This is for people who run or study multi-agent debate setups and want diagnostics beyond raw flip rates. It deserves peer review because the question is real, the controls are explicit, and the numbers are falsifiable even if the mechanism separation needs tighter validation.

Referee Report

3 major / 2 minor

Summary. The paper claims that conventional answer flip rates in multi-agent LLM debate conflate three mechanisms—spontaneous instability, stance-induced conformity, and reasoning-induced persuasion—and introduces a three-source decomposition framework using controlled counterfactual conditions. In the primary MMLU-Pro setting it reports 37% flips under self-reflection alone, 29% strict conformity (predominantly harmful at 57-77% correct-to-wrong), and 20-39% error adoption from an information-gradient experiment even with vacuous reasoning; it further shows that harmful conformity is predictable from Round-0 features (AUC 0.79) and that a risk-targeted intervention reduces it by 13.6 pp, while noting that reducing peer adoption without correctness labels does not improve accuracy.

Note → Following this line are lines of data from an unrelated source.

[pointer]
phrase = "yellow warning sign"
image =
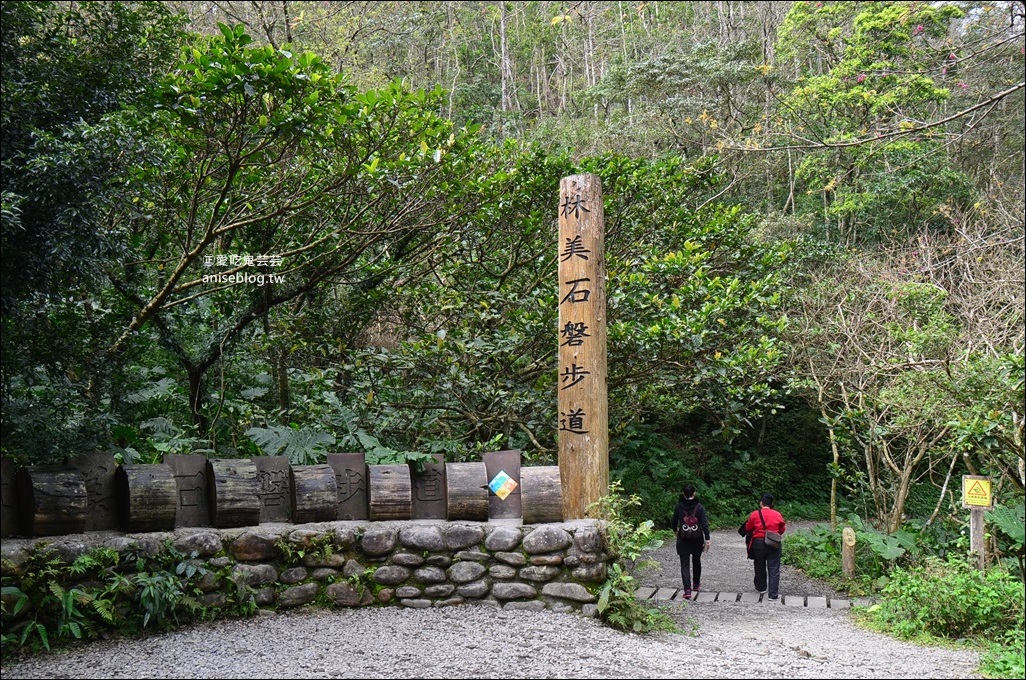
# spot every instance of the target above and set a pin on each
(976, 491)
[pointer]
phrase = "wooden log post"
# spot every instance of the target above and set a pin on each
(314, 494)
(10, 523)
(541, 494)
(467, 491)
(274, 484)
(390, 493)
(52, 501)
(147, 497)
(233, 491)
(584, 443)
(97, 471)
(351, 480)
(193, 504)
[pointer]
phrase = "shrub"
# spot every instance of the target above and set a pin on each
(951, 599)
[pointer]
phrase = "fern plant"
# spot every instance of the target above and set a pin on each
(618, 604)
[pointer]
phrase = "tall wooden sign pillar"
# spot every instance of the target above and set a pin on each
(584, 437)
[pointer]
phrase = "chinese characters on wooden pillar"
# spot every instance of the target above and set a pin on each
(584, 441)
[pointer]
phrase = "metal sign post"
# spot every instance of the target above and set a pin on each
(977, 496)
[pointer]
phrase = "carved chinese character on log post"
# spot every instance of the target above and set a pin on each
(584, 454)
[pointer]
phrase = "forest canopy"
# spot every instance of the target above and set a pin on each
(292, 228)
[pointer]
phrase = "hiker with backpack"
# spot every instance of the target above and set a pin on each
(692, 527)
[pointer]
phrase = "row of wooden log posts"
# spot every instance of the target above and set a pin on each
(91, 492)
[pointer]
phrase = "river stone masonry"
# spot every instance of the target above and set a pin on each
(417, 563)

Significance. If the decomposition is valid, the work supplies a more precise empirical vocabulary for convergence in MAD, distinguishes harmful from beneficial influence, and supplies actionable prediction and intervention results. The multi-benchmark, multi-model replication and the explicit demonstration that accuracy gains require correctness labels are concrete strengths that would inform both analysis and system design.

major comments (3)

[Abstract / counterfactual conditions] The central decomposition claim rests on the counterfactual conditions cleanly isolating the three mechanisms, yet the shared multi-agent prompt scaffolding, agent identities, and debate format are held constant across arms; any systematic effect of repeated question phrasing or model response bias would therefore be attributed to the named mechanisms rather than the experimental framing itself. (Abstract, primary MMLU-Pro setting and information-gradient experiment)
[Abstract / information-gradient experiment] The information-gradient result attributes 20-39% error adoption to 'reasoning-like presentation' even under vacuous reasoning, but the manuscript does not report how vacuous content is constructed or verified to contain no substantive reasoning; without that operationalization the persuasive-weight claim cannot be separated from residual content effects. (Abstract)
[Abstract / intervention results] The risk-targeted intervention is reported to reduce harmful conformity by 13.6 pp (p < 0.001), yet the paper does not specify whether the Round-0 predictor is applied prospectively or whether the reduction is measured in a held-out condition that avoids leakage from the same agent-question pairs used to train the predictor. (Abstract)

minor comments (2)

[Abstract] The abstract states 'robustness tests show substantial model-dependent instability across GPQA-Diamond and three model families' but supplies no model names, exact flip percentages, or table reference; adding these numbers would allow readers to assess the claimed variability.
[Abstract] The phrase 'strict conformity is 29% in the primary setting' would benefit from an explicit definition of the 'strict conformity' counterfactual condition (e.g., whether agents see only the peer answer or also the peer's reasoning trace).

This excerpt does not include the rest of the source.